Other Schedule III drugs include:
- Anabolic Steroids
- Barbiturates (Short acting)
- Lysergic Acid Amide (LSA)
Schedule III drugs are prescription-only drugs and prescriptions are only valid for use up to 6 months from date of issue.
- Stop signs
- Box or Boxes
- Sub or plural Subs
Uses for Buprenorphine
- Medical/Therapeutic Uses for Buprenorphine
Aside from the treatment of chronic pain, buprenorphine is used in MATs or Medication-assisted Treatment5 – programs that use other drugs to help people treat/manage opiate addiction or reduce/quit their use of heroin or other opiates (pain relievers/morphine). In appropriate doses, buprenorphine treatment does the following:
- Decrease opioid cravings
- Suppress symptoms of opioid withdrawal
- Block the effects of other opioids
- Helps patients stay in treatment
- Reduce illicit opioid use
- Helps curb the spread of HIV that occurs thru injection drug use 7
- Recreational Use of Buprenorphine
Buprenorphine is no different from other opioids. It is also commonly abused because it produces significant euphoria. People use it illegally as a substitute for heroin, or as a primary drug of abuse.8
Short Term Effects of Buprenorphine
Short-term side effects of buprenorphine use are rare and low-dose related. They are also considered milder than those caused by other opioids.
- Constipation (more common at higher doses)
- Dizziness (more common at higher doses)

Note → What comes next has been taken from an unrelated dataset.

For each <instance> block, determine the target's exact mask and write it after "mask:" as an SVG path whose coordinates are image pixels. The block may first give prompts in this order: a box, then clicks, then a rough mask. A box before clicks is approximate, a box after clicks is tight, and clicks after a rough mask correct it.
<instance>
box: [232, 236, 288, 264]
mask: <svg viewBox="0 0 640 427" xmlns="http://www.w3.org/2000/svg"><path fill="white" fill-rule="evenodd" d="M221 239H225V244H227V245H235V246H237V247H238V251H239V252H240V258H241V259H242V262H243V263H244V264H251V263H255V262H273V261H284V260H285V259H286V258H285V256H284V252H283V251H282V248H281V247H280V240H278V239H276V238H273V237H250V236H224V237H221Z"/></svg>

- Feelings of fatigue or weakness
- Mild perspiration
- Nausea (more common at higher doses)
Buprenorphine has not been around for very long so there are no extensive studies yet as to its long-term effects. However, experts believe these effects may be similar to those of other more well-researched opioids. Once usage stops, some long-term effects may persist, as follows:
- Decreased pain tolerance
- Decreased sex drive
- Dry mouth
- Isolation and avoidance of social situations9
- Menstrual problems
- Mood problems
- Physical weakness
Buprenorphine can be highly addictive, especially when misused. When patients begin taking them in excess of the proper dose, they begin to develop tolerance, progressively needing more and more of the drug to achieve the same desired effect. As a result, withdrawal symptoms begin to be felt more quickly, which makes the user feel very ill. Addiction signs and symptoms include:
- Constant need for the drug
- Goose bumps
- Low blood pressure
- Rigid muscles
- Runny nose
- Slowed breathing
- Using higher doses of the drug
When a person suddenly stops using buprenorphine, withdrawal symptoms may appear, but not as intense as those caused by other opioid drugs. Buprenorphine is a long-acting drug so the withdrawal symptoms will not begin right away. The symptoms are often described as flu-like and typically peak within a few days of cessation.

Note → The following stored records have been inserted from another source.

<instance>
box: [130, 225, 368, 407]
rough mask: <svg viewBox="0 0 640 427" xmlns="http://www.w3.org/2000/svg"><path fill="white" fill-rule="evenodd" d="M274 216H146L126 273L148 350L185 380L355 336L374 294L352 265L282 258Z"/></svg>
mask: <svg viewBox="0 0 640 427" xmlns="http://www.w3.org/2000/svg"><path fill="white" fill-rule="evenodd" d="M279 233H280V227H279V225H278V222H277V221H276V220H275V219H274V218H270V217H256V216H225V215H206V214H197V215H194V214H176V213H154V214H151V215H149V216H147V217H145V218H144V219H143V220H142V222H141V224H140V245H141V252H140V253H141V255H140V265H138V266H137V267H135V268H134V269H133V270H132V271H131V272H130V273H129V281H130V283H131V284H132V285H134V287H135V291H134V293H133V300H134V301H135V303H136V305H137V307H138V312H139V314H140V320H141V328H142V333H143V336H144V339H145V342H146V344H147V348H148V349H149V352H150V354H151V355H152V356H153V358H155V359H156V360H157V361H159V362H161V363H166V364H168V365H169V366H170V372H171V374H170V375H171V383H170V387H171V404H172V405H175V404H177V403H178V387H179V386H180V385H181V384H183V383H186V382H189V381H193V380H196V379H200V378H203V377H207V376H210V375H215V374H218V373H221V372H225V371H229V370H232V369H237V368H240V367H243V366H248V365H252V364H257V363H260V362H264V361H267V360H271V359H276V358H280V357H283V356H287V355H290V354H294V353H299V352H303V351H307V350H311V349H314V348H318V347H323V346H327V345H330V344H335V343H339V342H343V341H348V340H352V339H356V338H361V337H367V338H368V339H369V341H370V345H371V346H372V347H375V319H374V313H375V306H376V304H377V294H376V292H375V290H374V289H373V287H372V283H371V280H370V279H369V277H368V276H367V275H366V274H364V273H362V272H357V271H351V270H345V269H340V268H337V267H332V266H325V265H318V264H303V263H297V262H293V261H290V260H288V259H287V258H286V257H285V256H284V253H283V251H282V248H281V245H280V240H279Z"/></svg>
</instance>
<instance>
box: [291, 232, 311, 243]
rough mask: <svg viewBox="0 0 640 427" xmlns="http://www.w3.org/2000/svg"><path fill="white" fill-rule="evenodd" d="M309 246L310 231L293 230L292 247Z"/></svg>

- First 24 to 72 hours – this is the most intense period of withdrawal. The symptoms that often appear during this period include sweating, nausea, irritability, restlessness, joint and muscle aches, watery eyes, diarrhea, and dilated pupils.

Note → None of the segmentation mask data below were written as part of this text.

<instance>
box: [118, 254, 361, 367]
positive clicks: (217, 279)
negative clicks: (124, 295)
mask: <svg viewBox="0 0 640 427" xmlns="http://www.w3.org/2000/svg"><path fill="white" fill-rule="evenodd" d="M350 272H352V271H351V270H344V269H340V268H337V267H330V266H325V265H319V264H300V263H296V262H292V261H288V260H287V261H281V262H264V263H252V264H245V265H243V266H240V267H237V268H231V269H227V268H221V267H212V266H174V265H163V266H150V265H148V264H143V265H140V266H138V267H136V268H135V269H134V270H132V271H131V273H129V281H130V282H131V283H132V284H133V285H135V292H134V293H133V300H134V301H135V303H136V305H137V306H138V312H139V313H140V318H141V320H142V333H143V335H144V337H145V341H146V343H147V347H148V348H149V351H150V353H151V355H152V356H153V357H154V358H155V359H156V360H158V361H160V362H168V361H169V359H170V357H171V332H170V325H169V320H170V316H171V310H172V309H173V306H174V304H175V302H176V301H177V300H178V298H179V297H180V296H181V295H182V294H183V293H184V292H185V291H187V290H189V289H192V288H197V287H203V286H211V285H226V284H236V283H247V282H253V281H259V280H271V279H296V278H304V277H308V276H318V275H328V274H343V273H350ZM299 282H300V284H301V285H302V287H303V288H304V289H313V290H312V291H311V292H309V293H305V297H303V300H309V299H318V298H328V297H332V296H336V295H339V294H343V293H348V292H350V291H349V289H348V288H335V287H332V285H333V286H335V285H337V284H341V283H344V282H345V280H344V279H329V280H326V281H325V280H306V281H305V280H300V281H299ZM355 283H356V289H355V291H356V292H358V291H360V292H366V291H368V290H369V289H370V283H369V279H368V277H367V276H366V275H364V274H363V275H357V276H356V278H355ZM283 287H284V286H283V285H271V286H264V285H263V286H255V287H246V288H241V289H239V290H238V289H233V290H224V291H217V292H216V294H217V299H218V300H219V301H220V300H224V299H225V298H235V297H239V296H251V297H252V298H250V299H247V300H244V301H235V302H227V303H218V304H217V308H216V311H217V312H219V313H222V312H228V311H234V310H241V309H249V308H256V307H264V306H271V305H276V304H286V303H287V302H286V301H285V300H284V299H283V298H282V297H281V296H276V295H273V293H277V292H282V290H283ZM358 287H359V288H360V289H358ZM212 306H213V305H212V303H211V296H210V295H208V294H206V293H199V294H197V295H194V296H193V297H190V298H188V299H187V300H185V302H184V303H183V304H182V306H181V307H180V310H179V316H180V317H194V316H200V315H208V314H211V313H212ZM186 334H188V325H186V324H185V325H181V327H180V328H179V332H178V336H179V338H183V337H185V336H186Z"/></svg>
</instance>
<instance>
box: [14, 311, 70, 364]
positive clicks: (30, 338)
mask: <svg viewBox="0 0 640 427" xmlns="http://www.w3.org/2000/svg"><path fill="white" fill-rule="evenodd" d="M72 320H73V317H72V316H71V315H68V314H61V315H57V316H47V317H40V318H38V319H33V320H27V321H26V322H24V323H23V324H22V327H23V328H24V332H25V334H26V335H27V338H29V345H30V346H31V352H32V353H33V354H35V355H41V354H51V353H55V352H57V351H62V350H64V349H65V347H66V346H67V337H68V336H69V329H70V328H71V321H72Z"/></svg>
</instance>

- 72 hours to one week – After the first 72 hours, the aches will continue accompanied by insomnia, cramps, mood swings, all-around restlessness, and general feelings of malaise.
- Second week – Withdrawal symptoms begin to fade but some people may still experience restlessness, mood swings and low motivation.
- Third week – The physical symptoms should be resolved by this time, but some people may continue to experience issues with motivation, mood, and restlessness. Others may also begin cravings for the drug.
Facts and Statistics
- According to the Drug Abuse Warning Network, an estimated 21,483 ER visits were associated with nonmedical use of buprenorphine in 2011, nearly 5x the estimated number of in 2006.
- In 2011, the American Association of Poison Control Centers reported 3,625 cases and three fatalities from toxic exposure to buprenorphine.
- More users have succeeded in overcoming their opioid addiction from using Suboxone compared to methadone or placebo pills.
- Buprenorphine has 30-50 times the analgesic potency of morphine.